Fostering Family Connection


Friendly, professional and distinct. Blue Sky Fostering wanted to “stand out from the crowd.” As briefs go, it was definitely succinct.

At the time, we of course spent some time looking at the Blue Sky website, attending one of their open days, and just getting to know them, as well as trawling through countless other fostering videos.

Together with our brilliant friend and collaborator Paul Hodgkinson, we decided to focus on the importance of family. It was both the new families that fostering creates and also the wider Blue Sky family – the staff, foster parents, families and of course the fostered children.

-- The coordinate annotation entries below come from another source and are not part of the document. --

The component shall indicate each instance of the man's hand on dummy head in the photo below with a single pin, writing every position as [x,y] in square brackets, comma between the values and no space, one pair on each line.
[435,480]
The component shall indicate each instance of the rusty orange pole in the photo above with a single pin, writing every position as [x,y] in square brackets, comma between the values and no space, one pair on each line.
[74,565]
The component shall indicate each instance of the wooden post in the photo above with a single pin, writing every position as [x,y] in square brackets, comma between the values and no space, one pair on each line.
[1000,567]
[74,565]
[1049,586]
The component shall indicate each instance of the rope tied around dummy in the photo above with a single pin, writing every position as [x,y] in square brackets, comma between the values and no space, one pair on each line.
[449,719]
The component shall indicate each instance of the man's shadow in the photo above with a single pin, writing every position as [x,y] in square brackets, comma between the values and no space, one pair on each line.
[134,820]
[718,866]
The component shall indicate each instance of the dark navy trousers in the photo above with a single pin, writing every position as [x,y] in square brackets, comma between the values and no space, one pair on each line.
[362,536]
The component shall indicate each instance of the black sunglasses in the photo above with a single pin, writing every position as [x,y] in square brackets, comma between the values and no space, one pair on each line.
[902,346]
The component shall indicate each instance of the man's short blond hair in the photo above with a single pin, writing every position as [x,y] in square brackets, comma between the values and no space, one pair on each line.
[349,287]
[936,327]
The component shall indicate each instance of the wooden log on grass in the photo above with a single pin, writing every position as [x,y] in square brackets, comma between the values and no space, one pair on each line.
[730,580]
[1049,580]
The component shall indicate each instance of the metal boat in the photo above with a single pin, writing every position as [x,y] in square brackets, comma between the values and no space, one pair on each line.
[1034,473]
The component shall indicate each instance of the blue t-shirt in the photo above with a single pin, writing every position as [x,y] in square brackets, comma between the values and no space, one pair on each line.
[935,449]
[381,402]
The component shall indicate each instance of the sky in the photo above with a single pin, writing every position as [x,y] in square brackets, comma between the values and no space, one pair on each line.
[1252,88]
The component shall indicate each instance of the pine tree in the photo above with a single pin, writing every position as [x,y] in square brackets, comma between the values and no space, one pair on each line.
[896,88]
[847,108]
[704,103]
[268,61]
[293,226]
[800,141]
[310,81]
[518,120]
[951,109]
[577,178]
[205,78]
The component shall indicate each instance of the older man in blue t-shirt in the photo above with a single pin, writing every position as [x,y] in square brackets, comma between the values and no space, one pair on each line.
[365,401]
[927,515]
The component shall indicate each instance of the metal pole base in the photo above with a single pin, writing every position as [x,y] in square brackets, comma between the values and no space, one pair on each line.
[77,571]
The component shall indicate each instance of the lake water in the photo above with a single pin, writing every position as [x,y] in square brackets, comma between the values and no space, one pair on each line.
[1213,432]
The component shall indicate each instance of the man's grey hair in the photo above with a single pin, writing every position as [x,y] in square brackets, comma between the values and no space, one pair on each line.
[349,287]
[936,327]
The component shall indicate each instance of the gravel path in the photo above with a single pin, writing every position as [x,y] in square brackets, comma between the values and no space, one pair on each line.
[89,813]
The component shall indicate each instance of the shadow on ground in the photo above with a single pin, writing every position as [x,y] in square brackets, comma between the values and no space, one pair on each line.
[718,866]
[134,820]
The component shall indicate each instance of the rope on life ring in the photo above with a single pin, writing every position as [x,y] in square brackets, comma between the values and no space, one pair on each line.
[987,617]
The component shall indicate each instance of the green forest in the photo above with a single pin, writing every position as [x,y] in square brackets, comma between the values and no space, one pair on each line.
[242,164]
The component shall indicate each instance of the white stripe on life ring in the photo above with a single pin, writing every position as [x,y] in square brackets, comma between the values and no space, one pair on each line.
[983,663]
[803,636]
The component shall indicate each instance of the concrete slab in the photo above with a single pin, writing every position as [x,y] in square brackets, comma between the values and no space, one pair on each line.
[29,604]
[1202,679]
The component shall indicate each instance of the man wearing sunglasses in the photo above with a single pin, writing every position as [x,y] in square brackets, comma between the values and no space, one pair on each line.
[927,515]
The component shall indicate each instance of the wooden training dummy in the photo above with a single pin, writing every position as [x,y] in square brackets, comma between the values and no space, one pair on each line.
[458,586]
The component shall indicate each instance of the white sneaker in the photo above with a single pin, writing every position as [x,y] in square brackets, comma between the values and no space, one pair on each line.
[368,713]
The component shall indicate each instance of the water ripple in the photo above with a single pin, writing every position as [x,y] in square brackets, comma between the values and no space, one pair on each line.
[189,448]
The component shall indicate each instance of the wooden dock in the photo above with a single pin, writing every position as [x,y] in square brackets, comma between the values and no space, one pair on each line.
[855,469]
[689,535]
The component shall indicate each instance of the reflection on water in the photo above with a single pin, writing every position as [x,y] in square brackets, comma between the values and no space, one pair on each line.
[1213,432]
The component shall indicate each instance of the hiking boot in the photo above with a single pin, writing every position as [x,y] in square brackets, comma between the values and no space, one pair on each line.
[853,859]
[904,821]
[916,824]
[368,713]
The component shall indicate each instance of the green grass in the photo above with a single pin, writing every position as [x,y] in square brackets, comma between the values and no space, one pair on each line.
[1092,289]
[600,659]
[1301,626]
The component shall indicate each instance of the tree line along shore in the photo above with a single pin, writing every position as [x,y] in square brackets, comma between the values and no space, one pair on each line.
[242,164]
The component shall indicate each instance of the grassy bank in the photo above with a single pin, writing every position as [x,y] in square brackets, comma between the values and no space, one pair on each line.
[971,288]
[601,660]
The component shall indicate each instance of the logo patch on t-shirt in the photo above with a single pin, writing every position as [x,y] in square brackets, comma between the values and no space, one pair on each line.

So returning to the brief, we scripted an idea that revolved around the card game Happy Families. Using lo-fi animation and some studio interviews, together with some location filming, we had the components of a friendly, professional and memorable film.

We pitched the idea, together with an outline script to Blue Sky and their response was very positive.

The Outcome

Here's what the Blue Sky Marketing manager had to say, some two years after the video was signed off:

"We wanted to get the message across what we were all about – being a part of a big family and it was Shedlight that helped us to establish that.They came back to us with the idea that we could use Happy Families as a motif for the video and that worked perfectly for us.

"We really liked the idea, especially with the animations – just making us look really friendly but also really professional and people would be able to trust us. It did really help establish and distinguish ourselves from all the others. [fostering agencies]

"We use the film to recruit foster carers. It is a brilliant starting point for people who were thinking about fostering and about Blue Sky as a company. We still use it all the time.

"The video is brilliant in terms of people understanding what Blue Sky is all about – an that's worth it's weight in gold really because sometimes it's difficult to get those messages across – people tend to remember what they have seen more than what they read."